Infectious diseases are one of the leading causes of morbidity and mortality throughout the world. The global market for all infectious diseases therapeutics is expected to approach $100 billion dollars by 2022 and is expanding at least 8% per year for the foreseeable future.
The antibiotic market is ~$40B and growing but, antibiotic resistance is a growing threat that will eventually undermine the treatment advancements that have been made since antibiotics first widely became used in the 1940’s. In the US alone, there are approximately 2 million antibiotic-resistant infections each year leading to 23,000 deaths (CDC).
Outside the US, over 700,000 deaths are attributed to resistant bacteria. However, given recent trends in resistance, these numbers are expected to skyrocket to over 10,000,000 deaths/year by 2050, and the US will not be immune to such a catastrophe. Therefore, the major growth opportunity for the infectious disease market lies in treating these antibiotic-resistant bacteria, in order to head off the impending global antibiotic resistance epidemic.

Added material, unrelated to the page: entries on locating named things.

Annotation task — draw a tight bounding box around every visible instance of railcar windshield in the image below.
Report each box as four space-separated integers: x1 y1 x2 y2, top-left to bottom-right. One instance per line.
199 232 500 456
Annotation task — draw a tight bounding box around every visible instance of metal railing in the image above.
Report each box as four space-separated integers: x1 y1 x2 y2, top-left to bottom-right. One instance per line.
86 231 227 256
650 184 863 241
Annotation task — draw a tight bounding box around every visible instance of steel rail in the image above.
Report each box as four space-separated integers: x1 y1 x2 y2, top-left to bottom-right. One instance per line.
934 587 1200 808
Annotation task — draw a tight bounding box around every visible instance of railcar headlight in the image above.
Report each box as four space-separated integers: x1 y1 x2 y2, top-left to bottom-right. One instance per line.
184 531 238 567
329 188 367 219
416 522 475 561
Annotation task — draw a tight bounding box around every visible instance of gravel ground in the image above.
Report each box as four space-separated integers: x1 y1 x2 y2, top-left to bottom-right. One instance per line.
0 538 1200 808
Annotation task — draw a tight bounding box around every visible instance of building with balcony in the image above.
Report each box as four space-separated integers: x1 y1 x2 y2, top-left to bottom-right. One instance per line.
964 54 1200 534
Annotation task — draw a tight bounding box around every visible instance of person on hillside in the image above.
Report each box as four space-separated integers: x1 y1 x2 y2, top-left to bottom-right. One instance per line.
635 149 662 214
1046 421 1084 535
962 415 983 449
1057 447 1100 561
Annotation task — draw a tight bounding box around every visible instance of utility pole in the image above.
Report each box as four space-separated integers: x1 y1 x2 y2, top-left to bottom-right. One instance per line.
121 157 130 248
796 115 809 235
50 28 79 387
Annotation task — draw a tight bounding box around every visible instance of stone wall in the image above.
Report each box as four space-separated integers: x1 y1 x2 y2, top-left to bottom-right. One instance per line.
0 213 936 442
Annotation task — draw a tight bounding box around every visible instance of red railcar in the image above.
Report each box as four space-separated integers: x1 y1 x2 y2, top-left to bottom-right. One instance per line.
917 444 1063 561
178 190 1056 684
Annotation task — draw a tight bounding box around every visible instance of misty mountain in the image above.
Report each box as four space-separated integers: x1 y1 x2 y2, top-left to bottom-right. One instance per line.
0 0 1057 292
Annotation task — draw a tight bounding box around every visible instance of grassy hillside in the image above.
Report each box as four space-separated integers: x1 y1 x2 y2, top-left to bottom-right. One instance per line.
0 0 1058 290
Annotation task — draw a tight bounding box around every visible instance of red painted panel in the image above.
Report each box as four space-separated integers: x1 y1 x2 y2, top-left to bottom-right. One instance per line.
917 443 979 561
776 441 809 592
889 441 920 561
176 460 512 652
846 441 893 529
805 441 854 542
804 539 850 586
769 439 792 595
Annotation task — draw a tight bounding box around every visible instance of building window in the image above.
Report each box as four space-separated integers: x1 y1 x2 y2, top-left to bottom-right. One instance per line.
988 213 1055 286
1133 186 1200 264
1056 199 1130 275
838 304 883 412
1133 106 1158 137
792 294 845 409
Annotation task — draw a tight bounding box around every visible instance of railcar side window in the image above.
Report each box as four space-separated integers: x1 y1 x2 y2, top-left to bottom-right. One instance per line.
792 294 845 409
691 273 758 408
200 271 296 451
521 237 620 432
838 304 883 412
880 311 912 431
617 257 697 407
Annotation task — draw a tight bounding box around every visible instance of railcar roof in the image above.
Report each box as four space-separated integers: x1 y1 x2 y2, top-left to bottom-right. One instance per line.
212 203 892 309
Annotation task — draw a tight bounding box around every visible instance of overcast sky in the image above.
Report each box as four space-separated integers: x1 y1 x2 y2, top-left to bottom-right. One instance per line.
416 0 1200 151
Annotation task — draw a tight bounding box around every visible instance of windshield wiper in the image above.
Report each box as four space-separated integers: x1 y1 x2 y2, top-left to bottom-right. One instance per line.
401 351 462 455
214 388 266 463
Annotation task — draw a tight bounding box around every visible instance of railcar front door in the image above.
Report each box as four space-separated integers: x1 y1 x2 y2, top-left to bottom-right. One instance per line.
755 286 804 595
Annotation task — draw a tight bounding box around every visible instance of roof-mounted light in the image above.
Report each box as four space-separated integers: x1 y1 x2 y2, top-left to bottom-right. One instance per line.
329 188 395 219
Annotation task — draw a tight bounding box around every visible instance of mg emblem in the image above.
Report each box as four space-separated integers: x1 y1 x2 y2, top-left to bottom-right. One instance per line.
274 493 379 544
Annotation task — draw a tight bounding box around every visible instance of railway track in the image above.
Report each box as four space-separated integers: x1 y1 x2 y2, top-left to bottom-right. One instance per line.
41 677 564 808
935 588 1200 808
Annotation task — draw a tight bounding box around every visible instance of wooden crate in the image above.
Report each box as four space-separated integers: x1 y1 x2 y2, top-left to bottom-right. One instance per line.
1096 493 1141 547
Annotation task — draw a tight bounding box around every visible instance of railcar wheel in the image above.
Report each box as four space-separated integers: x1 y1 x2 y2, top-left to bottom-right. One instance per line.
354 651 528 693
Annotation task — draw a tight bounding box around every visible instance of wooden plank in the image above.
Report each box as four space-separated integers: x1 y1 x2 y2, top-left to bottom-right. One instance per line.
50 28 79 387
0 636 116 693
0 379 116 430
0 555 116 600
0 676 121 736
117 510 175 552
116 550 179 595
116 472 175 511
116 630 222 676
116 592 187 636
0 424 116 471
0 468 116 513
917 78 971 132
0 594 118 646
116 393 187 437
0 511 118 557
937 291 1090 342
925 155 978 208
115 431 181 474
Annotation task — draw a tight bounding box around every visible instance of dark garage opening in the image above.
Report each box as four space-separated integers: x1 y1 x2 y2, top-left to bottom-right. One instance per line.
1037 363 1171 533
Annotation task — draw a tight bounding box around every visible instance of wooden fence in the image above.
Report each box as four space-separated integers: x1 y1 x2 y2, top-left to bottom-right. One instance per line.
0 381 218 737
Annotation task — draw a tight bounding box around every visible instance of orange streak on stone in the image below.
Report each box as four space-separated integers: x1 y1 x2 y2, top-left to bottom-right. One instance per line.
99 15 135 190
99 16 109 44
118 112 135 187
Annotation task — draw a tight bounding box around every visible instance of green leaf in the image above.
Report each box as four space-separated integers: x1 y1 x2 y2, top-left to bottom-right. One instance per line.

The influenza (flu) market is a multi-billion dollar segment that is currently dominated by Tamiflu. However, Tamiflu is becoming less effective every year as drug resistance surges, meaning that new treatment options, like IMT504, are desperately needed. There are up to 700,000 deaths/year around the world, and most experts are predicting a global pandemic that could kill millions. Therefore, IMT504 is well positioned to aid in this battle.
Rabies represents a medically important segment of the infectious disease market that, to date, has not been adequately served. Rabies is the most lethal organism on earth, with a fatality rate of essentially 100%. In addition, rabies consistently impacts more lives annually than other viruses that are in the news, like Ebola. For example, in the 40-year history of known Ebola infections ~15,000 people have died, but in that same 40-year period, over 3 million people have died from rabies.
Fatality Rates of diseases:
There are currently no effective treatments for the approximately 60,000 people who develop an active rabies infection in the brain, all of whom will die. Consequently, an effective treatment would open up a whole new market and provide much needed medical support for those afflicted by this life-threatening disease.